A separare la strada e i binari c’è una recinzione di cemento, tra la recinzione e i binari c’è l’erba incolta. Dietro il piazzale un’apertura, si può entrare e uscire anche da quel punto. Le persone si bucano lì, o da lì raggiungono i casali abbandonati. Steso tra le erbacce c’è Igor, lo trova Feder. Il corpo rigido, immobile, buttato lì inerme. Pochi metri più avanti, su un muretto di cemento, due ragazzi con il volto semicoperto sciolgono la droga: un laccio emostatico, le siringhe, la loro dose. Feder lo scuote, ma Igor non risponde. Con un pezzo di stoffa blu gli copre una gamba, attorno alla gamba uno sciame di vespe. Un volontario chiama un’ambulanza, poi qualcuno comincia a lanciare i sassi nella loro direzione. C’è troppa attenzione. Igor si trascina fuori, si copre con un giubbino rosso e stringe tra le mani un ombrello nero, chiuso. Ricade a terra. Dentro ad una pantofola chiusa è appoggiato il piede, che non è più un piede. Ma una massa gonfia e infetta dalle dita fino a sopra la caviglia aggredita dagli insetti. Siamo all’aria aperta, ma l’aria puzza, e quell’odore viene dall’infezione del suo piede.

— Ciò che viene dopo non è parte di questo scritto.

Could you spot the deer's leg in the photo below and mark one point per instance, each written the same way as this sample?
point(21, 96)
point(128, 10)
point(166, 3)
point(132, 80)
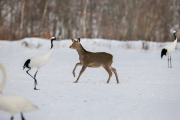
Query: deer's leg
point(78, 64)
point(109, 72)
point(82, 70)
point(114, 71)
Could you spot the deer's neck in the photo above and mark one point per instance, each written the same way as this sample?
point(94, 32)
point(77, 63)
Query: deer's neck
point(81, 50)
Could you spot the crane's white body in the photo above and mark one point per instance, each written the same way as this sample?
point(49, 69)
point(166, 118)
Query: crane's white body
point(13, 103)
point(171, 47)
point(39, 61)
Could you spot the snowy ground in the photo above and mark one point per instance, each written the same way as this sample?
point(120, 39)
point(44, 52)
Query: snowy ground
point(148, 90)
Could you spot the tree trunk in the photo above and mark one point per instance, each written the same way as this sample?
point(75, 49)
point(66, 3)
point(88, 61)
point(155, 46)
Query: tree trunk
point(22, 17)
point(84, 18)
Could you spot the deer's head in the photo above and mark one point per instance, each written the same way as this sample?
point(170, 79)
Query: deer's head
point(75, 44)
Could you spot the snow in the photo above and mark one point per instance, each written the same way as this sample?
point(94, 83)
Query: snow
point(148, 90)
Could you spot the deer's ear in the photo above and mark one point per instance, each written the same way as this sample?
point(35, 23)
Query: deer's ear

L’ambulanza arriva e Igor rimane fermo, non vuole andare. Tre operatori scendono e sigillano la barella con le buste delle spazzatura. In due lo raccolgono da terra, e lo sostengono da un lato e dall’altro, per le braccia. Poi lo aiutano a sdraiarsi. Igor va via con loro, tra le mani tiene ancora stretto il suo ombrello nero. «Non mollare», lo saluta Feder. Poi ricomincia il via vai di persone. Ma qualcuno molla, qualcuno muore, qualcuno non ce la fa e basta. «Perciò», dice Feder, «devo guardare il mondo dal tetto in su, e lo dico anche agli altri volontari. Io oggi continuo a insistere perché c’è bisogno di un cambio di paradigma. Tu non puoi rispondere a un disagio con contenitori sempre soliti. E quel disagio ci interpella. L’ultimo ragazzo che ho inserito in comunità non ha neanche 13 anni». 

Micol ha fame. Per tenere su i pantaloni pesanti di tuta nera, da un lato stringe un pezzo di stoffa dentro l’elastico giallo. Mirko arriva in carrozzella, ma non ha voglia di parlare. Matteo è trafelato. «Basta», gli dice Feder, «che vita è questa? È venuta anche tua mamma a cercarti dentro il bosco». Poi abbraccia una ragazza: «Lisa sei pelle e ossa». Lisa gli sorride, ma ha perso i denti. Lisa ha davvero un solo filo di pelle sottile attaccata alle ossa. È giovane, ma non se lo ricorda più, la droga sì è presa tutto. «Portiamo sempre anche gli assorbenti», spiega Michela Stassano, una volontaria del team. «Ma non li chiedono quasi più, a tante donne il ciclo non arriva e hanno sempre infezioni vaginali. Le ragazze sono di meno, ed è più difficile con loro. Spesso sono vittime di aggressioni e violenze. Ti affezioni alle persone, le conosci e poi hai paura quando non le vedi tornare». Roberto arriva scalzo, senza scarpe né calzini. «Le scarpe ci servono sempre», dice la volontaria, «ma non gli stivaletti, perché tutti hanno sempre le caviglie gonfie e non riescono ad infilarli».  

In questa terra di nessuno «comanda la droga», continua Feder. «Tu gli dici “non vedi come sei tirato?”. E loro ti rispondono “ma come faccio a non usare”. Come fa uno come Igor a camminare con quel piede? La disperazione e la droga ti fanno camminare. Non si sanno guardare dentro, ma non sono persone senza dignità perché poi ti chiedono il disinfettante, ti chiedono l’intimo pulito». Sono le dieci passate e il buio non è ancora pieno, il gruppo si disperde. Feder resta «sto aspettando una persona», dice. «Non l’ho vista, voglio capire se arriva. Voglio provare a proporle la comunità». Intanto nella stazione di Rogoredo è piena di spettri che chiedono l’elemosina. Sono fantasmi, ma visibili a tutti.